Elle ne sait que faire et demeure immobile devant le préposé interloqué par cette substitution. Lui, dans la cabine s'est endormi.
La houle est effroyable.
Extrait du - Journal d’un piètre séducteur - , auteur inconnu ….
Grazie
Amicizia
Guidu _________________
Rédigé par : Guidu | 14 mars 2005 à 11:59
On imagine cela : la respiration du navire n'a que faire de ses passagers. Surtout la nuit quand le sommeil a repris la horde des rêveurs en otage. Non loin de veilleurs insomniaques, les hommes de quart laissent les lumières allumées. Ils n'ont guère le choix, le travail de la mer ne connaît pas de trêve au large. Il y a, on l'a su, une femme fébrile quelque part embusquée dans le ventre du molosse. Il y a, on le voit, un homme en rupture de certitudes, un homme en cheville avec les mouettes qui recherche un visage nouveau dans la protestation des étoiles. On ne comprend pas cette histoire qui semble mélanger les destins comme un jeu de mikado qui s'éparpille. On regarde, on écoute et l'on sent sourdre une version inédite du voyage. La destination est connue, probablement insulaire, mais l'on ignore qui suit qui, qui désire qui et quoi, qui séduit, qui est séduit. Le Navire Night ressemble à la lune gibbeuse... Il enfante des fantasmes dont il accouche à quai certains petits matins.
M.P.
Rédigé par : M.P. | 15 mars 2005 à 22:09
"Les destins comme un jeu de mikado"? Voyons Marie Pool ! N'est-ce pas plutôt:
EN LISANT SUR LES LEVRES_____________
Le regard sur la page, mais pas un œil dans la tombe ! Un train sans locomotive qui dévalerait les montagnes ? Pourquoi faut-il tant de détournements pour regarder au loin le soleil effacer l'horizon ? S'ils sont deux, lequel souligne l'autre ? L'un barre et c'est le trait, l'autre efface et c'est la gomme. S'ils sont deux de concert, c'est pour un concerto, mais ils sont trois, l'un, l'une, et la parole, son rôle, s'interposer, plonger dans l'abîme sous l'horizon comme le soleil. La ligne devient courbe, le disque hémisphère. Alors, quand la lumière décline, qu'il faut cependant faire le jour sur les planches et laisser la nuit sur les chaises, le murmure s'amplifie, le voici caresse.

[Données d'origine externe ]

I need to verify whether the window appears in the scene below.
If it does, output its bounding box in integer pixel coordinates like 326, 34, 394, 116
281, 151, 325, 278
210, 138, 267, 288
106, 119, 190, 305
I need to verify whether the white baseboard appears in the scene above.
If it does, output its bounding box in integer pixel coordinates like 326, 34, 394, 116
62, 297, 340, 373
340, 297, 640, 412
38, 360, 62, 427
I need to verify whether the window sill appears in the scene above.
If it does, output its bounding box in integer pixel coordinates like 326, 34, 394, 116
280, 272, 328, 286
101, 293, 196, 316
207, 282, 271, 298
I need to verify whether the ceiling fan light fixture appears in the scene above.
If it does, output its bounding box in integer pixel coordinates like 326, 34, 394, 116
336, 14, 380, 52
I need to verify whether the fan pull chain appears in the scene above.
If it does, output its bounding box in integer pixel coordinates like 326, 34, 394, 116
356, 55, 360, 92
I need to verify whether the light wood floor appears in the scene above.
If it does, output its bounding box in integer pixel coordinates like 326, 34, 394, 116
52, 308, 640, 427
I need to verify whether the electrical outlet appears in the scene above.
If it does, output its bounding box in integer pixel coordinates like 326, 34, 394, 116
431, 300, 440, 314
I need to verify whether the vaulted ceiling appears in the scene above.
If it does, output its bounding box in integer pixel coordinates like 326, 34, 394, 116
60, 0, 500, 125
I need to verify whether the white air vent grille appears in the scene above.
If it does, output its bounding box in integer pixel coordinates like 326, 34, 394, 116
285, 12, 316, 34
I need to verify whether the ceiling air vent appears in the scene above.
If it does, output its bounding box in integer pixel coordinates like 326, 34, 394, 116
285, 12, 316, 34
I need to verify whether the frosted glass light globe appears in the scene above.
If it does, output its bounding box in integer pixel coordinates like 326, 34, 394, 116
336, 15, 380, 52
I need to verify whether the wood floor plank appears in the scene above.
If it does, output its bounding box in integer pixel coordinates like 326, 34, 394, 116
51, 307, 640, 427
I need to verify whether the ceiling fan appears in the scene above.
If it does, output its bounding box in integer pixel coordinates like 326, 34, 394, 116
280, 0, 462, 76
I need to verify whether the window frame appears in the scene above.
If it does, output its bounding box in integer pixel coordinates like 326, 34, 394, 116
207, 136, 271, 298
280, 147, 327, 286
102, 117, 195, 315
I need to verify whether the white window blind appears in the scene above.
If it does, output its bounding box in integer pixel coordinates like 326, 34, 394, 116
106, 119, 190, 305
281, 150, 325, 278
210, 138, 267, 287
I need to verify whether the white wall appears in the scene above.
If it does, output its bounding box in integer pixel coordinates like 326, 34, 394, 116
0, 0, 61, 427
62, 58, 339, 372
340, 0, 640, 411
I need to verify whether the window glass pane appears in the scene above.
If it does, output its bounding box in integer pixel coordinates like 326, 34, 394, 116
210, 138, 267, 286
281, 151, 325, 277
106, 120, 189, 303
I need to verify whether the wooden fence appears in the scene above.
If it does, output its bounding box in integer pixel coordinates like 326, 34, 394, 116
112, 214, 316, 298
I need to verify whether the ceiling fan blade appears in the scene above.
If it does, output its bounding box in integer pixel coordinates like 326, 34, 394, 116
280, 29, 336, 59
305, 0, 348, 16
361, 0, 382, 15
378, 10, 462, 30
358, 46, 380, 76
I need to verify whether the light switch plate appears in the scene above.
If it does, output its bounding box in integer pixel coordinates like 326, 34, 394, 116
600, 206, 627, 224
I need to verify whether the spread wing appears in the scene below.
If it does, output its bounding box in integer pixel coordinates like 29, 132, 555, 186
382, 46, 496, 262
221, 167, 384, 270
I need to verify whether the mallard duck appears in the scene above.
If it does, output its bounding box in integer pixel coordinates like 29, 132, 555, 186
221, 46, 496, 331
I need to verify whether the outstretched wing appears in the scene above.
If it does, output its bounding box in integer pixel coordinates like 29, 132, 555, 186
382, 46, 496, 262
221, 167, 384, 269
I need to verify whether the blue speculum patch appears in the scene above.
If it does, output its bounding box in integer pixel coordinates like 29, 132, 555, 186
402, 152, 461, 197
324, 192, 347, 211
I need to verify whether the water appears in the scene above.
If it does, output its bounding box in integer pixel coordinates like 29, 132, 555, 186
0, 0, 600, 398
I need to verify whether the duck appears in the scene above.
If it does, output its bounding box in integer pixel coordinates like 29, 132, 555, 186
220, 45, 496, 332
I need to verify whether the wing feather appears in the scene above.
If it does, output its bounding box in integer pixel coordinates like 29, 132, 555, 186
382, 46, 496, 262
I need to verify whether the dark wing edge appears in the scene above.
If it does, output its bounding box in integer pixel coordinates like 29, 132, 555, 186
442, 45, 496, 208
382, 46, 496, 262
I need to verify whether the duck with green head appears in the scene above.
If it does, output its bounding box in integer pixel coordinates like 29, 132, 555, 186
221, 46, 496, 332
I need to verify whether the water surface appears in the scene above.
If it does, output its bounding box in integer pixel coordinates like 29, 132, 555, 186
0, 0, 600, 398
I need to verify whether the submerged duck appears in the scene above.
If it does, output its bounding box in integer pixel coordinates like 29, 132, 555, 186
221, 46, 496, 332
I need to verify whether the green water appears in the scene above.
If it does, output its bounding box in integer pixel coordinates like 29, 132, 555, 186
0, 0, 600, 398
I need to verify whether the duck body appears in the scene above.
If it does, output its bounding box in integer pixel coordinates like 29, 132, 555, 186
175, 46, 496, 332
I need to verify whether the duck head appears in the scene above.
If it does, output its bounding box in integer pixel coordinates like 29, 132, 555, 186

C'est toujours de la sorte que se manifestent les balbutiements qui se dessinent sur les lèvres des voyants.
Amicizia
Guidu __________________
Rédigé par : Guidu | 18 mars 2005 à 08:20
L'une parle de lune, l'autre parle de soleil, le troisième ou la troisième parle d'air et de désir, les non-voyants sont partout puisqu'il n'est question que de rivages intérieurs transposés dans la réalité extérieure... comme si... tout était si simple : les ombres avec les ombres, la lumière avec la lumière... Voire... Les destins comme des baguettes de mikado sont les métaphores d'une loi du hasard - apparaissant telle - "Voyons, Guidu !"... Mais il n'y a rien à voir justement ! Juste à sentir la guidance des mots et des images comme dans un kaléidoscope improvisé, individuel même s’il est parfois partagé. Le moindre geste intempestif peut modifier la donne... "Le Navire Night" est un ventre coloré et compliqué. On pourrait passer nos vies entières à le commenter... Mais à quoi bon ? Ou... Pourquoi pas ? La réponse diffère et interfère selon la vitesse des sens et la fantaisie des passagers. Le Navire Night, c'est le Titanic ou l'Arche de Noé, ce peut être aussi la belle planche de salut... et bien d'autres embarcations plus rieuses aussi... Il ne faut pas avoir peur des dérives, elles ne sont pas toutes mortelles ou mortifères. L'imaginaire est le compagnon indispensable du désir itinérant. Il n'y a pas lieu d'établir des hiérarchies entre les désirs, tous ont leur légitimité, leur trajectoire, et leurs impasses. La découpe que nous faisons dans l'horizon nous ressemble. Détourner la tête pour changer d'angle de vision reste pour moi un mouvement très naturel et l'écriture en atteste la trace mnésique. Seuls les mots supportent l’insupporté ordinaire.